А потом приходила ночь. За окном темно хоть выколи глаза. В доме темнота, только слышится чье-то мерное дыхание да мерно постукивают «ходики». В углу комнаты мягко отсвечивает икона. Запах лекарственных трав, которые сушит бабушка на зиму, дурманит голову. Ворочаюсь на громко шуршащем тюфяке, набитом сухой осокой. Это бабушка накосила ее на небольшом болотце, что недалеко от деревни. Потом мы сгребли сухую, пожелтевшую осоку и принесли домой. Набили ей этот тюфяк. Сухая осока – острая, словно нож. Я даже палец себе порезал. Припал губами – кровь соленая.
Вспоминаю всю эту эпопею с заготовкой сухой осоки, стараясь найти удобное положение среди упирающихся в бока стеблей. От тюфяка исходит аромат свежего сена. Сенник колючий, но на нем можно вполне сносно устроиться.

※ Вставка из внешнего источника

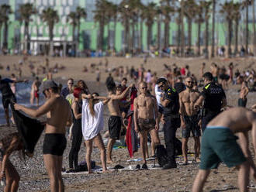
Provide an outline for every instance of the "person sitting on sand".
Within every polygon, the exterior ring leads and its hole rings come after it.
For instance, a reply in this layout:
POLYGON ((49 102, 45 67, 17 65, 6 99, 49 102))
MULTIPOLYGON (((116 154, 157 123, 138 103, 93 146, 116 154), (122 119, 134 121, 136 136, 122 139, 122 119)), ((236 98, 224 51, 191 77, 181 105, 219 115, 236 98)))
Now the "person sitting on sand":
POLYGON ((5 178, 6 181, 5 192, 18 191, 19 175, 9 159, 15 151, 22 151, 24 156, 23 143, 18 132, 9 134, 0 140, 0 180, 5 178))
POLYGON ((253 111, 233 108, 209 122, 202 138, 199 171, 194 181, 192 192, 202 191, 210 169, 216 169, 221 162, 228 167, 236 166, 240 191, 248 191, 250 169, 256 180, 256 169, 249 149, 248 132, 256 152, 256 105, 253 111), (234 134, 238 134, 240 146, 234 134))
POLYGON ((86 146, 86 163, 88 173, 92 173, 91 154, 92 152, 92 142, 100 149, 100 159, 102 170, 107 170, 106 163, 106 149, 100 132, 104 127, 103 105, 109 101, 106 97, 99 97, 98 93, 81 95, 83 98, 82 105, 82 133, 86 146), (100 101, 99 99, 102 99, 100 101))

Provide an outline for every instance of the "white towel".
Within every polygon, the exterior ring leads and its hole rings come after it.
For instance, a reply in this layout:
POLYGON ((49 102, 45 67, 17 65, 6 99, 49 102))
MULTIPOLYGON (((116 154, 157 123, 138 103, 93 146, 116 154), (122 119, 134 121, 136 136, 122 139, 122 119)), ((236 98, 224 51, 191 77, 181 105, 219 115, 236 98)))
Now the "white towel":
POLYGON ((94 105, 95 116, 90 113, 89 103, 87 99, 83 100, 81 111, 81 129, 85 140, 95 138, 103 129, 103 103, 102 101, 94 105))

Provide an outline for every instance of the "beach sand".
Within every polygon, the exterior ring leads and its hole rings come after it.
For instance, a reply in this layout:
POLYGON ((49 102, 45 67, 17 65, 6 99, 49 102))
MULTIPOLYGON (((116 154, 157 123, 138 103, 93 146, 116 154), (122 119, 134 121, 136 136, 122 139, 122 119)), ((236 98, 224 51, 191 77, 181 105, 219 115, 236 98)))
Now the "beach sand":
MULTIPOLYGON (((5 67, 9 64, 12 69, 12 63, 18 63, 21 57, 0 57, 0 63, 4 66, 5 69, 1 70, 0 73, 2 77, 9 77, 12 71, 6 71, 5 67)), ((43 65, 45 57, 29 57, 29 60, 33 60, 36 63, 35 65, 43 65)), ((118 66, 134 66, 138 68, 143 62, 142 58, 125 59, 119 57, 109 57, 109 67, 116 67, 118 66)), ((171 65, 175 63, 177 66, 184 66, 189 64, 192 74, 199 77, 200 74, 200 67, 202 62, 206 63, 205 71, 209 69, 209 64, 216 62, 219 66, 225 65, 226 67, 233 61, 234 64, 237 63, 237 68, 243 68, 254 62, 254 59, 215 59, 205 60, 202 59, 155 59, 150 58, 147 63, 144 66, 146 69, 151 69, 151 71, 156 71, 157 76, 164 75, 163 63, 171 65)), ((88 84, 91 92, 97 91, 101 94, 106 95, 106 88, 104 85, 106 77, 108 73, 105 73, 105 59, 104 58, 51 58, 50 57, 50 63, 52 67, 56 63, 64 65, 66 69, 60 70, 57 74, 54 74, 54 79, 64 84, 68 77, 73 77, 75 81, 83 79, 88 84), (82 72, 85 65, 89 69, 92 63, 99 63, 102 61, 102 65, 99 66, 102 71, 101 83, 96 84, 96 75, 94 73, 82 72)), ((255 69, 255 66, 252 65, 255 69)), ((22 67, 22 78, 31 79, 31 74, 29 70, 28 63, 22 67)), ((41 79, 45 75, 39 76, 41 79)), ((115 80, 118 77, 114 77, 115 80)), ((238 99, 237 90, 239 85, 232 85, 226 92, 227 96, 227 104, 229 105, 237 106, 238 99)), ((256 103, 256 94, 249 93, 247 106, 256 103)), ((105 130, 107 129, 106 122, 109 116, 109 111, 105 108, 105 130)), ((0 138, 5 134, 14 132, 15 127, 12 129, 6 127, 0 128, 0 138)), ((177 137, 181 139, 181 129, 177 130, 177 137)), ((160 132, 161 142, 163 141, 163 132, 160 132)), ((27 159, 26 164, 21 161, 18 154, 15 153, 10 158, 13 164, 17 167, 18 172, 21 176, 20 187, 19 191, 48 191, 49 178, 43 166, 42 145, 43 141, 43 135, 41 136, 39 143, 36 146, 34 157, 27 159)), ((189 142, 189 149, 193 153, 193 139, 190 139, 189 142)), ((68 153, 71 149, 71 142, 67 142, 67 149, 64 154, 64 167, 68 167, 68 153)), ((84 145, 81 146, 79 152, 79 162, 85 160, 85 149, 84 145)), ((113 149, 112 153, 114 164, 108 164, 109 167, 113 167, 116 164, 123 166, 130 165, 140 164, 142 162, 126 162, 130 159, 126 149, 113 149)), ((139 158, 140 155, 136 153, 133 158, 139 158)), ((192 154, 189 156, 189 160, 192 160, 194 156, 192 154)), ((96 164, 101 166, 99 160, 99 150, 94 149, 92 159, 96 161, 96 164)), ((182 161, 182 158, 178 158, 178 161, 182 161)), ((148 161, 148 164, 154 164, 154 161, 148 161)), ((64 175, 64 181, 66 186, 66 191, 191 191, 193 181, 198 172, 199 164, 191 163, 186 166, 180 165, 178 169, 162 170, 123 170, 113 171, 110 173, 92 173, 92 174, 78 174, 78 175, 64 175)), ((239 191, 237 188, 237 171, 234 168, 229 169, 225 165, 221 164, 217 170, 213 171, 206 183, 204 191, 239 191)), ((255 186, 256 182, 251 180, 251 184, 255 186)), ((2 189, 0 187, 0 190, 2 189)), ((251 189, 253 190, 253 189, 251 189)), ((256 188, 254 188, 256 190, 256 188)))

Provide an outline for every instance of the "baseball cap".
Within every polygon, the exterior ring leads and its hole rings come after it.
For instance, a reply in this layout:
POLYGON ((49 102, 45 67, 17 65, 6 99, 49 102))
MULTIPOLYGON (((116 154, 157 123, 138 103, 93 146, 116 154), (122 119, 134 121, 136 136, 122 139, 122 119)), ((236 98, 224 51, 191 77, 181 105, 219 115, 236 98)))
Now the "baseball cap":
POLYGON ((57 84, 52 80, 44 81, 40 87, 40 92, 43 93, 46 89, 57 87, 57 84))

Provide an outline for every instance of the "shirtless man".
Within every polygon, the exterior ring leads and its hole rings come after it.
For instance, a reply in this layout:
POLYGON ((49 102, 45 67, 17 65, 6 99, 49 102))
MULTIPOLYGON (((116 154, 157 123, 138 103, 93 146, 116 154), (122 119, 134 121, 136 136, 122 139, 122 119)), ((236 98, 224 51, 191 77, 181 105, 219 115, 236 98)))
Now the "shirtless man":
POLYGON ((250 168, 256 180, 256 169, 249 149, 248 132, 256 152, 256 108, 233 108, 214 118, 207 125, 202 138, 199 171, 192 192, 202 191, 210 169, 216 169, 220 162, 227 166, 237 166, 240 191, 248 191, 250 168), (237 133, 240 146, 236 140, 237 133))
POLYGON ((140 94, 134 99, 134 129, 140 133, 141 153, 143 158, 143 169, 147 169, 146 161, 146 151, 147 143, 147 133, 150 132, 152 142, 157 145, 160 139, 157 131, 159 129, 158 108, 156 99, 147 93, 146 82, 139 84, 140 94))
POLYGON ((46 102, 37 109, 26 108, 16 104, 16 110, 22 111, 29 116, 38 118, 47 114, 47 120, 43 146, 43 161, 50 183, 50 191, 64 191, 61 177, 62 155, 66 148, 65 126, 72 122, 71 110, 68 101, 58 93, 57 84, 47 80, 43 82, 41 91, 46 102))
POLYGON ((246 107, 246 104, 247 102, 247 96, 249 93, 249 88, 247 87, 247 83, 246 81, 243 81, 241 84, 241 90, 240 91, 239 98, 238 98, 238 106, 239 107, 246 107))
POLYGON ((107 153, 107 163, 112 163, 112 150, 116 140, 119 139, 121 125, 122 125, 122 114, 119 109, 121 99, 125 97, 130 88, 133 87, 130 84, 127 87, 121 94, 122 89, 118 90, 120 93, 116 93, 116 87, 115 84, 111 83, 110 85, 107 85, 109 90, 108 98, 110 98, 108 102, 108 108, 110 113, 110 117, 109 119, 109 139, 108 143, 108 153, 107 153))
POLYGON ((41 82, 39 81, 38 77, 33 82, 31 85, 31 93, 30 93, 30 104, 34 103, 34 98, 36 98, 36 105, 39 106, 39 87, 40 87, 41 82))
POLYGON ((182 129, 182 153, 184 164, 188 163, 188 141, 192 132, 195 140, 195 160, 199 162, 201 130, 199 111, 194 104, 200 96, 199 91, 193 89, 194 81, 192 77, 185 80, 186 89, 179 94, 181 126, 182 129))

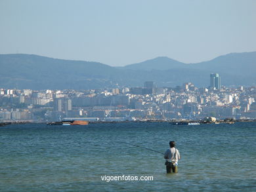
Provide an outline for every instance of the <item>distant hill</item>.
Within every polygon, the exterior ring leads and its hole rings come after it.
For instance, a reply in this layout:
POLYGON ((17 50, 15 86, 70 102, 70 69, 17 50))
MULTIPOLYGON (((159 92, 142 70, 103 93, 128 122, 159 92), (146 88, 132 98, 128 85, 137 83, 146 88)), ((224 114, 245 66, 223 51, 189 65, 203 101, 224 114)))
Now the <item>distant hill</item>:
POLYGON ((125 67, 98 62, 66 60, 31 54, 0 54, 0 88, 91 89, 117 86, 158 86, 192 82, 208 86, 209 74, 218 73, 226 86, 256 85, 256 52, 232 53, 198 64, 158 57, 125 67))
POLYGON ((146 60, 141 63, 127 65, 124 69, 133 70, 167 70, 175 68, 186 67, 187 64, 171 59, 167 57, 158 57, 152 60, 146 60))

Вот только приходится долго ворочаться, пока бока не сминают выпирающие листья осоки. Наконец, устроившись, можно было осторожно осмотреть темную комнату. Бросив со страхом взгляд на икону, сразу же его отвожу...
Из-за перегородки, которая не доходила до потолка, сочился тусклый свет. Но и его хватает, чтобы осветить дощатый потолок и балки, резко выступающие на нем. Потолок коричневый от времени, и в щели между досками кое-где выглядывают свисающие травинки.
Там, на чердаке, бабушка хранит сено. И однажды мы там ночевали. Было интересно, хотя немного страшно. Зато какой запах сена! Укутавшись в домотканое покрывало, прислушиваешься к звукам, которые долетают сюда, на чердак. Темная ночь смотрит пристально в небольшое окошко под соломенной стрехой. Что-то звякнуло там, внизу, в доме. Где-то далеко загавкала собака. Потом слышится громкий вздох коровы. Она спит рядом, в сарае, что под одной крышей с домом и отделен от него всего лишь сенцами.
А утром свет проникает через все щели - пространство под крышей пронизано острыми лучами солнца, высвечивающими пляшущие пылинки. Спускаешься по скрипучей лестнице в сенцы, а потом выбегаешь на двор. Как прекрасно раннее утро! Вижу, как по золотящейся ржи, растущей прямо перед домом, волной пробегает ветерок. Колосья колышутся, словно кивают мне.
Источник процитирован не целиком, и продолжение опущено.